Individualism and collectivism as philosophical notions are a different topic, concerning what one thinks should be the focus of philosophical and moral considerations- the individual or the collective.

An anarchist can be an individualist philosophically and be a collectivist politically, thinking that things would be the best for the individual in a anarcho-collectivist system. On the other hand, an anarchist can be a collectivist philosophically and be an individualist politically, thinking that the collective would be the best off in an anarcho-individualist system.

By espousing anarchism (opposition to the state, relations of domination, and exploitation), they are simply anarchist, it is not the case that one is "more anarchist" then the other, they are equally anarchist by virtue of espousing anarchism.

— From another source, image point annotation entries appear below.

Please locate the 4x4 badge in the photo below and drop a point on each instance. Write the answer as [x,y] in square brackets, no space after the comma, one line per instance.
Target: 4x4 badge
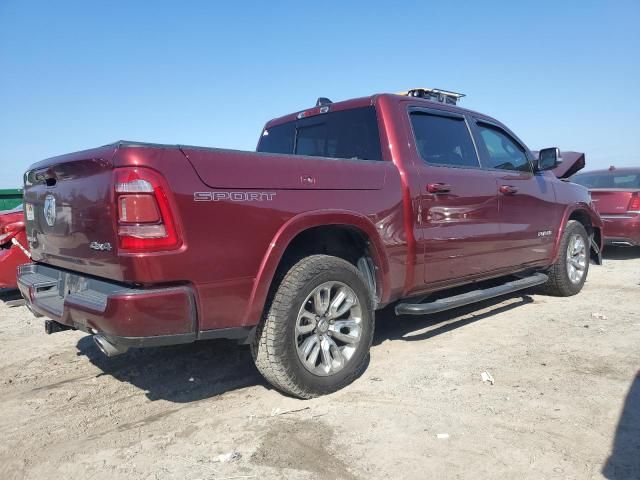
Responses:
[50,210]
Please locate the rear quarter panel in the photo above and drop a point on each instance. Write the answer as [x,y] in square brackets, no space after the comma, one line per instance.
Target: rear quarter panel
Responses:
[233,241]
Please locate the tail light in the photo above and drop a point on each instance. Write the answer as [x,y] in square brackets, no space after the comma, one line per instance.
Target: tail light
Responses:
[144,216]
[7,232]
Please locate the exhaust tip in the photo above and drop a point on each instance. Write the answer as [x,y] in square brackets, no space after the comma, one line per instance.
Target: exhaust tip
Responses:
[108,348]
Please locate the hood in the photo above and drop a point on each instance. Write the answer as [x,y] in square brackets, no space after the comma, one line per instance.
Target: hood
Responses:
[572,163]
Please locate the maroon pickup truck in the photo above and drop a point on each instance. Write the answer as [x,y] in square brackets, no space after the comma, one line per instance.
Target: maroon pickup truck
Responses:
[345,208]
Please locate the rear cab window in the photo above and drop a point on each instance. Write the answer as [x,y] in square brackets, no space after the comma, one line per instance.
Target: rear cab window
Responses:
[345,134]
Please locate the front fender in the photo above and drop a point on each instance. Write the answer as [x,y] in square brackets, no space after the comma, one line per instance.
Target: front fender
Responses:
[582,210]
[295,226]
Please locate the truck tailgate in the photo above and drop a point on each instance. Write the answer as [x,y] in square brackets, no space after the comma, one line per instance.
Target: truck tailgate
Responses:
[69,211]
[612,201]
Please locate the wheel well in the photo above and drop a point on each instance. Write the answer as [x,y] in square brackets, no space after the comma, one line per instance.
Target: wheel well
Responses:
[342,241]
[585,219]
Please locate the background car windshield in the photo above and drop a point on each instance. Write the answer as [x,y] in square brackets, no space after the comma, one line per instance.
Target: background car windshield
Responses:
[608,180]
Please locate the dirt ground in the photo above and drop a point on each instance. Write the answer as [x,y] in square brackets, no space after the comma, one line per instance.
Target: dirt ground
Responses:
[565,402]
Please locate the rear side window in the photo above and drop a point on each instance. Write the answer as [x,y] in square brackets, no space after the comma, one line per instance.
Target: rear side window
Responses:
[502,151]
[608,180]
[351,134]
[443,140]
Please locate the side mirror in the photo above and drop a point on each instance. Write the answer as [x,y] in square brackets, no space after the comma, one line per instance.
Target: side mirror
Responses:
[548,159]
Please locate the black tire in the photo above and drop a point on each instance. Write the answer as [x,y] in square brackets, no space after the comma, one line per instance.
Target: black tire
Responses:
[275,345]
[559,283]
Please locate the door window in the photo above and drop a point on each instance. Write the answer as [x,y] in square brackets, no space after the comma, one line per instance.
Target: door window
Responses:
[502,152]
[443,140]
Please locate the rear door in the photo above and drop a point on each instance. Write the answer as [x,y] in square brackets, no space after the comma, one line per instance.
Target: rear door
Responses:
[458,210]
[528,213]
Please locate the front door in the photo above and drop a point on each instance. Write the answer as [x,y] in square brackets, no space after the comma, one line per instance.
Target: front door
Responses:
[528,212]
[458,206]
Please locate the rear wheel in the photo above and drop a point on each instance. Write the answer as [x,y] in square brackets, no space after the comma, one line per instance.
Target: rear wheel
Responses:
[316,335]
[568,274]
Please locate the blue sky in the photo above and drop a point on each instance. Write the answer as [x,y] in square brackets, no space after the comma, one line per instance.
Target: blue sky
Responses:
[75,75]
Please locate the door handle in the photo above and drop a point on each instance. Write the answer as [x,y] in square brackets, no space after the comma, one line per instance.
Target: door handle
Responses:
[508,190]
[438,188]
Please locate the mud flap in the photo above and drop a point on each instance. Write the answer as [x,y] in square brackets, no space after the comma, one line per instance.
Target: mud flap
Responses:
[596,253]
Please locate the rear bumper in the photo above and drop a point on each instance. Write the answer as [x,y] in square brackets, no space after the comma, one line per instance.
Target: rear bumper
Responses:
[10,259]
[126,316]
[134,316]
[621,229]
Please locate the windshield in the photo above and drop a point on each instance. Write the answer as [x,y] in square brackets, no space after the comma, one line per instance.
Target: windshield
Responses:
[608,180]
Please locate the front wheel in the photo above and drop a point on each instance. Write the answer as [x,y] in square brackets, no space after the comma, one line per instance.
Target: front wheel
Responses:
[568,274]
[316,335]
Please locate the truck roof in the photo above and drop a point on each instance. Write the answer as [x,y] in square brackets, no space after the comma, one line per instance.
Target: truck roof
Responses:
[372,100]
[613,170]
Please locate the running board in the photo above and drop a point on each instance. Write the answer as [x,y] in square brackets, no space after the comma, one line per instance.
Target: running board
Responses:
[470,297]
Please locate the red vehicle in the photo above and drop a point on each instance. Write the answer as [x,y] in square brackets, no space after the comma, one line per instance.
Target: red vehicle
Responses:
[345,208]
[616,194]
[12,255]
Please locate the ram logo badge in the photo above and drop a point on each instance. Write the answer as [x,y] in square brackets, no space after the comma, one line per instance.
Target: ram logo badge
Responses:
[50,210]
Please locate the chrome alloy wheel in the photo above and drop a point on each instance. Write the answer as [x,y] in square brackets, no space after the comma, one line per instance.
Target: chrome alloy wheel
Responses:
[576,258]
[328,328]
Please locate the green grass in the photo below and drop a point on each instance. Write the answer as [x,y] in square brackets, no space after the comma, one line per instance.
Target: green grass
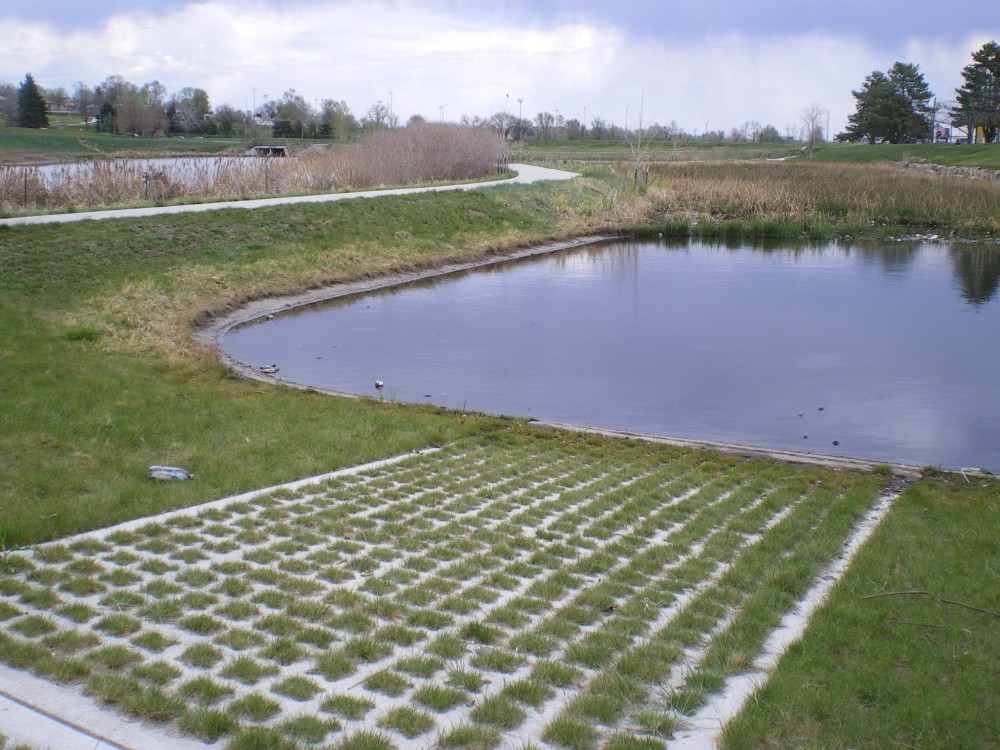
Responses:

But anarchism is a specifically class-struggle politics - by putting "anarcho-individualism" in the same boat as say, anarcho-syndicalism or anarchist communism, you're creating a fuzzy category that doesn't really cohere, whose sub-ideologies have at best superficial commonalities (i.e. opposition to capitalism and the state.) Class-struggle anarchism, the only type of anarchism if we are to commit ourselves to a clear and useful definition of the word, sees a meaningful individuality as emerging from social solidarity. Compare this to the individualists, who seem to define individuality as standing against others and freedom emerging from lack of constraint by others. Individualism and class-struggle anarchism are two completely different worldviews, despite superficial similiarities. As I said, "anarcho-individualism" is closer to classical liberalism than to the broad socialist/labor tradition (which encompasses anarchism.)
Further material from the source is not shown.